Breaking Through Bottlenecks and Assessing Readiness

Indeed, healthcare organizations that have succeeded under fee-for-service are reticent to dismantle their entire business and care delivery system to transition to an alternative payment model, says Skinner. Lack of payer pressure in some markets has also been a de-motivator. Ultimately, says Skinner, “regardless of what happens with healthcare reform, the idea of tying provider compensation to value is here to stay.” Healthcare organizations should plan now for how they will address external pressures pushing them closer to value-based care and what that means from an investment perspective, says Skinner.

Those healthcare organizations ready to accelerate must assess internal readiness for change and success under value-based models. “Leaders need to look at internal resources, core competencies, and existing technologies to determine if they have the ability to be successful at being accountable for the total cost of care while improving quality,” says Skinner.

Understanding Your Market’s Trends

Hospitals and health systems must be able to recognize their specific market factors, including competition from physicians and other organizations. Physician activities, such as consolidation patterns and an appetite for risk, must be carefully assessed to understand their impact. “Some hospitals and health systems may want to drive that trajectory as opposed to waiting to see what happens from the competition in the market,” says Skinner. Moreover, organizations looking to expand their provider network will need a growth strategy. “There are many options, including building new practices, acquiring existing groups, or forming a partnership or affiliation.”

Finding the Balance Between Physician Engagement and Acute Care Success

Nimbleness is essential when it comes to transforming a care delivery model, says Skinner. “Change can be difficult in complex organizations, but having better information enables and encourages care delivery transformation.” This involves understanding the intricacies of value-based care contracts and how they impact the total enterprise, as well as community obligations. For example, if a hospital-owned physician practice enters into an ACO care model, the practice will probably be required to reduce its utilization of unnecessary inpatient services. “You need to know how you will respond,” says Skinner. “Will you close beds, repurpose parts of your facilities, or is there a new strategy for continued enterprise growth?”

Skinner says, “It is also critical to engage physicians in meaningful ways, including asking them to be partners in changing care delivery processes, how their care teams are constructed, and how they operate the practice.” This may mean reevaluating compensation models for hospital-owned practices. “If you pay physicians based upon volume, but reimbursement is based on quality performance, there will be some tension,” she says.

For healthcare organizations that have already taken on some risk, are growing their network, and are using technology and analytics to speed their transition to value-based care, Skinner also recommends looking at strategic partnerships. “It is expensive to invest in infrastructure and develop the right analytic competencies to support all of your activities,” she says. Explore different types of partnerships, including working exclusively with a skilled expert who has multiple competencies and can guide value-based care strategies.

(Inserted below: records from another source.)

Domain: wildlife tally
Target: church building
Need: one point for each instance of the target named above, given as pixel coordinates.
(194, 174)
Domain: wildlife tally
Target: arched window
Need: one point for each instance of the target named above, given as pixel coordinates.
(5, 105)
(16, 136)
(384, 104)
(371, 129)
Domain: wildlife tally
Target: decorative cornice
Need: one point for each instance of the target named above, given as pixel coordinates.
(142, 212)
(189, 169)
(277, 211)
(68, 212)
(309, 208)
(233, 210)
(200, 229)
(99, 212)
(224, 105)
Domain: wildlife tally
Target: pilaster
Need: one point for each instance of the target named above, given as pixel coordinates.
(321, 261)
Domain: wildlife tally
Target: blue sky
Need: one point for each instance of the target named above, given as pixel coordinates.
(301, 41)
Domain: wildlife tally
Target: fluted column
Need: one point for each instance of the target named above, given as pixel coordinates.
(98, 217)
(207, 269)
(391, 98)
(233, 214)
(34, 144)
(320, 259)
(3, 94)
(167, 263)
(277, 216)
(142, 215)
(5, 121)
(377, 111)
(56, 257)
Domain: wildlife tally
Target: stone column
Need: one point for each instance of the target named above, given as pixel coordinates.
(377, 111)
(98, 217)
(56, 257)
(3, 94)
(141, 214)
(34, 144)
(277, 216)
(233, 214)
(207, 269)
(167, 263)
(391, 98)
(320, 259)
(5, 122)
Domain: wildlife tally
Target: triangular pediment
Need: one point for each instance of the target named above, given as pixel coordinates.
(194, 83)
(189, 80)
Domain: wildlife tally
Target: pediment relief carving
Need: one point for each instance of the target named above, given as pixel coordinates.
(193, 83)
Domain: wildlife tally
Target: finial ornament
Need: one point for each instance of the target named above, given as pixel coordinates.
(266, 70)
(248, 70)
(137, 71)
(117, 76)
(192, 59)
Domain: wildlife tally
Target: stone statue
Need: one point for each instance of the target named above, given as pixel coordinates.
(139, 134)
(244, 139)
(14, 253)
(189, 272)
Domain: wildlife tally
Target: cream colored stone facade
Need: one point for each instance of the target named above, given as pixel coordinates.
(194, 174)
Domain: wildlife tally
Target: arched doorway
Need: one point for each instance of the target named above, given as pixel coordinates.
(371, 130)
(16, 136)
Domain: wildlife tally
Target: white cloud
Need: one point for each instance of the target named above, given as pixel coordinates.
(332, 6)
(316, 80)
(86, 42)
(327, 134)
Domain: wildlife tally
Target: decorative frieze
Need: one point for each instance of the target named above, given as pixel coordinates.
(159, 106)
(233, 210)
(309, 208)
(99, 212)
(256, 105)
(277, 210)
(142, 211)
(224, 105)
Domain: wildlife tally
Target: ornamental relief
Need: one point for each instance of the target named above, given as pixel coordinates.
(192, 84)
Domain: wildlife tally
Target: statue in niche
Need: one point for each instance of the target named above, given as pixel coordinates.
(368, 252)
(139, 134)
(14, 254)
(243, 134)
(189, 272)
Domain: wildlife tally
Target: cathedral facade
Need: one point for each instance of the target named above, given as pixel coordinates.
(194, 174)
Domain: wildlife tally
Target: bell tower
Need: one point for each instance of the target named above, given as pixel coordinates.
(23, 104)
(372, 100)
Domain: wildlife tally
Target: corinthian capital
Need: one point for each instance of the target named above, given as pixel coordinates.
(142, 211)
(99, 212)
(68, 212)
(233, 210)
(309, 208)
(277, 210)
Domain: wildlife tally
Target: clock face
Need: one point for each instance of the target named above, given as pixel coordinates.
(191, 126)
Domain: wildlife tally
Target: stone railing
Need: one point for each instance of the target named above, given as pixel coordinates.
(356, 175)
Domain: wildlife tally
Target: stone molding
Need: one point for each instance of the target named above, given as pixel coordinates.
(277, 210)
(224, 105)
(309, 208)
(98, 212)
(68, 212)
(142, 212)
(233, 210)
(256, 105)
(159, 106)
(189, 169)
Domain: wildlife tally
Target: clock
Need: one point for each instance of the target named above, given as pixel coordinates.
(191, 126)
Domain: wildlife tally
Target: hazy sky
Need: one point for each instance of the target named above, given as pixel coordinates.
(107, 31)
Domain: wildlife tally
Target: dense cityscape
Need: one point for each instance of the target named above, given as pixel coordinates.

Or, consider sharing infrastructure with other provider organizations while partnering with a vendor that has scaled these services in the past.

Creating a Value-Focused Investment Strategy

While healthcare organizations tend to focus on investments in patient care, those that also invest in technology and services—such as robust analytic capabilities, interventional programs to coordinate care and increase patient access, and change management processes to support care delivery transformation—improve their ability to manage financial risk and position themselves to thrive in a value-based world, says Skinner. These organizations have focused on translating their data into meaningful information that advances their contracting strategy, quality improvement, network development, care coordination, and patient engagement. “If you are able to use integrated data to drive strategic decision-making, you are really getting to value-based care nirvana,” says Skinner.